Ademais, de forma a garantir uma maior eficiência, a diretiva tornou também possível, em alguns casos, o bundling, isto é, o agrupamento de casos similares contra o mesmo comerciante.

A necessidade de modernização e simplificação levou também à substituição da Plataforma ODR por uma nova ferramenta digital, dada a fraca adesão a esta plataforma –  tratava, em média, apenas 200 casos por ano na UE. Esta nova plataforma, que deverá estar operacional no prazo previsto no ato legislativo final, fornecerá informações gerais ao consumidor sobre a resolução de litígios, ligações para as páginas das entidades de RAL e pontos de contacto, incluindo uma função de tradução automática. O principal objetivo será fornecer informações aos consumidores, incluindo sobre a utilização da RAL em contexto transfronteiriço, simplificando o acesso a esses meios.

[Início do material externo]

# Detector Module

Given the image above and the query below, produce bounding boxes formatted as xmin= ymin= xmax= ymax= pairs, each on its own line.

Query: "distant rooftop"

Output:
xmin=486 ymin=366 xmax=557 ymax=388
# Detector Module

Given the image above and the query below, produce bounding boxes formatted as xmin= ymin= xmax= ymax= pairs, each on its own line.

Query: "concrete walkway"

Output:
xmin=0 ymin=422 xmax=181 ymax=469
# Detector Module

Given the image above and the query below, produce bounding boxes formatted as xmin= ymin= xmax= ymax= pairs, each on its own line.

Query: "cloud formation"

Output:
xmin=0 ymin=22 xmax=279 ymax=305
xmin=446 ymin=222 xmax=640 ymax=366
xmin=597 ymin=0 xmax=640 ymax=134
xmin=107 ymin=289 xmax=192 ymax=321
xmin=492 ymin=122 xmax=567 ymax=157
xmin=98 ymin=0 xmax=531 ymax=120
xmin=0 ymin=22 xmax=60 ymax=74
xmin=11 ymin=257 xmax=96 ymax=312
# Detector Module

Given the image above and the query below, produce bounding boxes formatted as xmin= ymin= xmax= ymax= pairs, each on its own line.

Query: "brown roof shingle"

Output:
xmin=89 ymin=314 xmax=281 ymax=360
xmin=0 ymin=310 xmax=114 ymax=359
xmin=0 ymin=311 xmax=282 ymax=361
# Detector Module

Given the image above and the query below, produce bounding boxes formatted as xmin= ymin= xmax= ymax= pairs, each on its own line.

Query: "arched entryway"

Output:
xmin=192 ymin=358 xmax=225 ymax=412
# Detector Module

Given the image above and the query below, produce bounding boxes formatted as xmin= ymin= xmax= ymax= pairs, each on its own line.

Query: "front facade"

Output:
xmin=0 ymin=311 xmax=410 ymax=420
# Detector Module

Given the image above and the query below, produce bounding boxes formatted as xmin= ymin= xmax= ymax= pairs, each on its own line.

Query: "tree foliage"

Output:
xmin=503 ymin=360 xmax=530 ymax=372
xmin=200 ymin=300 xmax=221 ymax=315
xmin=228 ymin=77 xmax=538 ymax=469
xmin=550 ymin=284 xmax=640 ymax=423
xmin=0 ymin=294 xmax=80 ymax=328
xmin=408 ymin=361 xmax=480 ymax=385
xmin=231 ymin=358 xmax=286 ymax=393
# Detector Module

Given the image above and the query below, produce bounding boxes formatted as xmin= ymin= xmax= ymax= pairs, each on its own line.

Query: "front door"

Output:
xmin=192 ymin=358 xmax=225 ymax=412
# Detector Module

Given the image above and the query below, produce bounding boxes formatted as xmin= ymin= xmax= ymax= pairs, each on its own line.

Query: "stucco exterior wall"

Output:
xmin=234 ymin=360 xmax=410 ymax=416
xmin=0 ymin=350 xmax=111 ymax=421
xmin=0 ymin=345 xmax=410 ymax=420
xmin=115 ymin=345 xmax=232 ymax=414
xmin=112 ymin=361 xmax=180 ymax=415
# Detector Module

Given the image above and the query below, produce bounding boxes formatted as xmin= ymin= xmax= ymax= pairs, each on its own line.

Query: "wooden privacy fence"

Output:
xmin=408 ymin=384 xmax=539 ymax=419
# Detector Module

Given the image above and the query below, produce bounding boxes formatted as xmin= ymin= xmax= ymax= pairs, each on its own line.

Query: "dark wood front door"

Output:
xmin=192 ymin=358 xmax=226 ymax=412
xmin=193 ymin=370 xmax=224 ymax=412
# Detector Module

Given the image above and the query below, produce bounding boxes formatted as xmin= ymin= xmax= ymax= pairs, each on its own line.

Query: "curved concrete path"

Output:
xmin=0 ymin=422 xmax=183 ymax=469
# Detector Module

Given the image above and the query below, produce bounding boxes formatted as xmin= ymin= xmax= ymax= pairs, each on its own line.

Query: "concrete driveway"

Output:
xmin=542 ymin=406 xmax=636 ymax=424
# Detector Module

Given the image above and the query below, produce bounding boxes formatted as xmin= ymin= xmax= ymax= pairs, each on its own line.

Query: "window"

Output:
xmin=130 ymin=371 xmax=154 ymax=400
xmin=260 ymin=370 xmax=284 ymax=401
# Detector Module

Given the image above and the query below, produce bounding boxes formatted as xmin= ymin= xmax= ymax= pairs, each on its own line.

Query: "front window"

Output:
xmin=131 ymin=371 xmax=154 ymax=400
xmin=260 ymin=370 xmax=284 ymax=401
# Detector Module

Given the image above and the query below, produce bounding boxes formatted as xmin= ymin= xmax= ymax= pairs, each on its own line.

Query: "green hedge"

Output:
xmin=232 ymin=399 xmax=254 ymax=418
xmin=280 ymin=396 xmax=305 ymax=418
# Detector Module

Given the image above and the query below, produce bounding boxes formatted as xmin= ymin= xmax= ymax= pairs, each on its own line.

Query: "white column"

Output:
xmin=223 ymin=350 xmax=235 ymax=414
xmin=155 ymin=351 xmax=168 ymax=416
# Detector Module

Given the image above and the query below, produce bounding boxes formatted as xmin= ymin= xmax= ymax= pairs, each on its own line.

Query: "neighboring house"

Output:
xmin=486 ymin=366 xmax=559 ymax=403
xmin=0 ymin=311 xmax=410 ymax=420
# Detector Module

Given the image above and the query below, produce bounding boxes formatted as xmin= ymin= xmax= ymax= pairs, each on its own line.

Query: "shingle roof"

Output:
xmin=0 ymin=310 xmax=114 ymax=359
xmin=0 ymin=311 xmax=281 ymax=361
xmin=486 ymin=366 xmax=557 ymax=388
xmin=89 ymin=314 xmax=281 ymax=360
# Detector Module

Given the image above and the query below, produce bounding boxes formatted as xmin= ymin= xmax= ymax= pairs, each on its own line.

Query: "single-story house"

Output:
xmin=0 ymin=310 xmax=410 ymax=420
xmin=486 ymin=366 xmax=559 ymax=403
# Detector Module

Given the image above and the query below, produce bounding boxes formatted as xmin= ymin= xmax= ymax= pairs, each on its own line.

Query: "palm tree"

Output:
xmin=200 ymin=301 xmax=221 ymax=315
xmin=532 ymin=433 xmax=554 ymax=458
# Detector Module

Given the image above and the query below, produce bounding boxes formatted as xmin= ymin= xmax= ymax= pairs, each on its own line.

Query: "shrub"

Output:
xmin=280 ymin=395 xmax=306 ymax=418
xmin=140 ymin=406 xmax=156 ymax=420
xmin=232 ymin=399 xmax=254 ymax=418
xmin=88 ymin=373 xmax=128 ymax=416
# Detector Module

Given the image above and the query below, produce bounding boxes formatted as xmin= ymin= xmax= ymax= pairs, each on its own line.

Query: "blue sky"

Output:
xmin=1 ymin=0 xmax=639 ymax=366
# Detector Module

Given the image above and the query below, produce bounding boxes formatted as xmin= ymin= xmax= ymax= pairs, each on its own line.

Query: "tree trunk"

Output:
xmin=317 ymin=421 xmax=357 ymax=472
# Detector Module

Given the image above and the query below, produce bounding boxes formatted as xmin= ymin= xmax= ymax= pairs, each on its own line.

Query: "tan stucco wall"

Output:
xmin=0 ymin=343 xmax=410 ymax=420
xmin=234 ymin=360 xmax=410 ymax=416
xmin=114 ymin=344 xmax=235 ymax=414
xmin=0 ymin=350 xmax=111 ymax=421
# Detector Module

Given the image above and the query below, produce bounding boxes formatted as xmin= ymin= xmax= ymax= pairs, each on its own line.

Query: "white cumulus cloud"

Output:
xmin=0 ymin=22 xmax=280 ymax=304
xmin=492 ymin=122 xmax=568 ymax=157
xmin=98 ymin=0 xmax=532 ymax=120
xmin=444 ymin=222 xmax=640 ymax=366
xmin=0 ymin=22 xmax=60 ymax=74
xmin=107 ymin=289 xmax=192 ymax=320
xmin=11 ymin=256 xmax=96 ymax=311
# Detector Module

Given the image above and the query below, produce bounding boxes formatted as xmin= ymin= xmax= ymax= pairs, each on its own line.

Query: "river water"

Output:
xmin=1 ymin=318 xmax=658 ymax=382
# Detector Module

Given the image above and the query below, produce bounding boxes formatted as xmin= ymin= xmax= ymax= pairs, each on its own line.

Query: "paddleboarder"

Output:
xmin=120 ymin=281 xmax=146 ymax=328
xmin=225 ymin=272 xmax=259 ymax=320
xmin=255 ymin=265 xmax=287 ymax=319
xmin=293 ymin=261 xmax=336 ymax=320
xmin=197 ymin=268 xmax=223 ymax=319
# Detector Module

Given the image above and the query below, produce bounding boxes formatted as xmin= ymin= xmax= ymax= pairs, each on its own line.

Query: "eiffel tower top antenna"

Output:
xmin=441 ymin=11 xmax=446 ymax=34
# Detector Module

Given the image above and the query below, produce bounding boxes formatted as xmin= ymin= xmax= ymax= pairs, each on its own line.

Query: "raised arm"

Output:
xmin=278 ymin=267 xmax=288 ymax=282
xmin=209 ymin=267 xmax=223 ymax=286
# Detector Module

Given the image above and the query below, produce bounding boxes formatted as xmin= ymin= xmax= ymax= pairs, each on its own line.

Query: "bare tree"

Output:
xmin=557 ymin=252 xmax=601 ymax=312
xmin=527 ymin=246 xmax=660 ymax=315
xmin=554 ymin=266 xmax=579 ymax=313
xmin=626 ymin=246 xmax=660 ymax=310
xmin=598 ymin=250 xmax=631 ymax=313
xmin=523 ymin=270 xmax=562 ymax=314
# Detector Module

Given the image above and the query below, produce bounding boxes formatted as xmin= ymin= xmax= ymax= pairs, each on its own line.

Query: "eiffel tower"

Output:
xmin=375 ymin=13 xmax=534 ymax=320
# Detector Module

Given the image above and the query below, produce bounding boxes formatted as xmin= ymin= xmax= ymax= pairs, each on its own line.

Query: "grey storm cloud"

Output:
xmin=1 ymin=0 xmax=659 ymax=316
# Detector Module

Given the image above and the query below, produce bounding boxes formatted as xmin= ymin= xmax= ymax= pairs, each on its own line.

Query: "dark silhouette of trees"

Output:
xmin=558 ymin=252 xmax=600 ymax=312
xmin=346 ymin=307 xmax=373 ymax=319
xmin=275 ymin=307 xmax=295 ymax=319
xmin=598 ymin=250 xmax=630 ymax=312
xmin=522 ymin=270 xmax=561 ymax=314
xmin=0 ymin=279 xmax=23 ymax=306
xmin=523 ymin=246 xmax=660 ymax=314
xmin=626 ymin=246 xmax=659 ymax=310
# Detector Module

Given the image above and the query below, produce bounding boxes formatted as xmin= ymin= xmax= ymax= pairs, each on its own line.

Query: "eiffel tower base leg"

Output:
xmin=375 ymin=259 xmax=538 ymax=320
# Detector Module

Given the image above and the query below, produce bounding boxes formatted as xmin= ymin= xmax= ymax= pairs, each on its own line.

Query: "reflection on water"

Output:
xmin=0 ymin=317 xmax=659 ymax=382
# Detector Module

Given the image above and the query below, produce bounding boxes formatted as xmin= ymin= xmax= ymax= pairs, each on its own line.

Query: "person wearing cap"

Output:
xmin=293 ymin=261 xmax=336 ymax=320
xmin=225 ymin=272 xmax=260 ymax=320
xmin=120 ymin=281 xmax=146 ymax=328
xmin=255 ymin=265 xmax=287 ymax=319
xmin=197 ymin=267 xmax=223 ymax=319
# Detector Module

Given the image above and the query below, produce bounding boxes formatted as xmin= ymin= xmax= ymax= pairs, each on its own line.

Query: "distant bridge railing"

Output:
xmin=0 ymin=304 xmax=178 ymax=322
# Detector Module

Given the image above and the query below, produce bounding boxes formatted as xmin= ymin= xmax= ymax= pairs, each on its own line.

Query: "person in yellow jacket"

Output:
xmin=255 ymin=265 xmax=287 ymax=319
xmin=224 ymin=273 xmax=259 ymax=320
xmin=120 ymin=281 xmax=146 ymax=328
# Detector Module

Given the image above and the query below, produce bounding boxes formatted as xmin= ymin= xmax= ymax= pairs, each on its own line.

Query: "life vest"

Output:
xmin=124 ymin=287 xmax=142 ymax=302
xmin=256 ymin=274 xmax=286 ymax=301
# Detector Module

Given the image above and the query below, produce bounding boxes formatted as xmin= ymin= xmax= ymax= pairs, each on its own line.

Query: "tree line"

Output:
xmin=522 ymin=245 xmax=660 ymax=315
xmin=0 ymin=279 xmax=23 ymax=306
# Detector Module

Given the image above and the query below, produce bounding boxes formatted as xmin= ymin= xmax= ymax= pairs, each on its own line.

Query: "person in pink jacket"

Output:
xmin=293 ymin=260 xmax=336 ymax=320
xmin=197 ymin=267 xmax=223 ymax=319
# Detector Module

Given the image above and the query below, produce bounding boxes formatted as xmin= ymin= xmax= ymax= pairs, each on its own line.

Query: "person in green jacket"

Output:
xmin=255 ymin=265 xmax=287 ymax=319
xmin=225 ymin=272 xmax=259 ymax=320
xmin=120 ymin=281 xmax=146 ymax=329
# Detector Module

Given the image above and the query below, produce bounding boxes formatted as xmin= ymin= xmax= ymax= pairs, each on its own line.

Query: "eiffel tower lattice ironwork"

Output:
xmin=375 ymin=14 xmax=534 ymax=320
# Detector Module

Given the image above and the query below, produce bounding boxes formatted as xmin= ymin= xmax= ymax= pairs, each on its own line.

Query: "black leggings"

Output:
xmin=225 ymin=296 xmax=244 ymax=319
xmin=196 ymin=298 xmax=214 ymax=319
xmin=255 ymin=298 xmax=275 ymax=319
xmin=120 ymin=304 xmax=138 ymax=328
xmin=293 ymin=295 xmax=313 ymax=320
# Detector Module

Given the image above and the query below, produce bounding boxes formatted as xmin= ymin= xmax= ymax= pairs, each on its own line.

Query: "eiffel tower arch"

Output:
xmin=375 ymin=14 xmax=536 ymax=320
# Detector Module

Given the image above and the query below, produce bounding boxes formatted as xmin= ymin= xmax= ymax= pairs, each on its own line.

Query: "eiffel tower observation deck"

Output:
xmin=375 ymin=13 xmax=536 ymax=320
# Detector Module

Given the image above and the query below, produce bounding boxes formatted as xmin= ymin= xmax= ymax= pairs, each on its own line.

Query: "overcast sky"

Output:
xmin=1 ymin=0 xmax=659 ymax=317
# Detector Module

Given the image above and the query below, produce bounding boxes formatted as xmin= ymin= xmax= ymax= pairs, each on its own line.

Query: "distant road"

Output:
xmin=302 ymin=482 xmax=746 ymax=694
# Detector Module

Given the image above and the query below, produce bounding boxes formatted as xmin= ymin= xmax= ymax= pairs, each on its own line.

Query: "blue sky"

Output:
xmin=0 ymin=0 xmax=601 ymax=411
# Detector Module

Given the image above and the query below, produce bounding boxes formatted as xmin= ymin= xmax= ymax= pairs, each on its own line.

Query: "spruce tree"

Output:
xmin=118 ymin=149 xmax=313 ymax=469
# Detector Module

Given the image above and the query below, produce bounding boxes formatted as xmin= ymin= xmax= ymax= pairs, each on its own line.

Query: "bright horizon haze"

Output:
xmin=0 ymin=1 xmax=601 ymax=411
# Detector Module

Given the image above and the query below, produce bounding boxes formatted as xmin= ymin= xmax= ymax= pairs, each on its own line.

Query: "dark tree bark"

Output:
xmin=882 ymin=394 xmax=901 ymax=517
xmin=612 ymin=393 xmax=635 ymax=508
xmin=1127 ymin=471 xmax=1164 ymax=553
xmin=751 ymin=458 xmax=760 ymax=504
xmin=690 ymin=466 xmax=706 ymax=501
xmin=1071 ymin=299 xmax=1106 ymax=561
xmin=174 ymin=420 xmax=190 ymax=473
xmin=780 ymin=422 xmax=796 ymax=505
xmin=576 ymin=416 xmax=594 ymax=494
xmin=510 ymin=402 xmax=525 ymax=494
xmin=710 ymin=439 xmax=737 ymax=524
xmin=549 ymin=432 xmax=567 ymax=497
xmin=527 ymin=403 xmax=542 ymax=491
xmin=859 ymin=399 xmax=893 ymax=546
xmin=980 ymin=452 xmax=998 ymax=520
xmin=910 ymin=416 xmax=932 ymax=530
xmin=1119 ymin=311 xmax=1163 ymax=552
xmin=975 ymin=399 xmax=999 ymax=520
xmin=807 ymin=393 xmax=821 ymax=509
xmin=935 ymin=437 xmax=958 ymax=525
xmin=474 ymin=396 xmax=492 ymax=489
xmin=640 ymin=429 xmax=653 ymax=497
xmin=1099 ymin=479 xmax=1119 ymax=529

A diretiva atualizada representa uma evolução do sistema, passando da utilização de um mecanismo focado principalmente em transações tradicionais (Diretiva 2013/11/UE), para um mecanismo otimizado para a era digital, capaz de lidar com a complexidade do comércio eletrónico, a proliferação de serviços digitais e as disputas transfronteiriças.

Os próximos passos para a adoção e incorporação da nova diretiva e respetivo regulamento passam agora pela sua aprovação em sessão de plenário do Parlamento Europeu, seguindo-se a sua publicação e, finalmente, a transposição para o direito nacional.

Trata-se de um passo extremamente importante, que visa modernizar e simplificar o quadro legal existente, abordando os atuais problemas sistémicos sentidos em muitos países da União Europeia, nomeadamente a baixa adesão, a fraca eficiência, bem como a falta de cobertura digital e transfronteiriça, colocando entraves ao acesso destes procedimentos de resolução de litígios, que se querem fáceis, de alta qualidade, rápidos e economicamente acessíveis. No que diz respeito a Portugal, país em que a RAL de consumo é bastante eficaz, importa, no essencial, que as novas regras potenciem o sistema, tornando-o ainda melhor.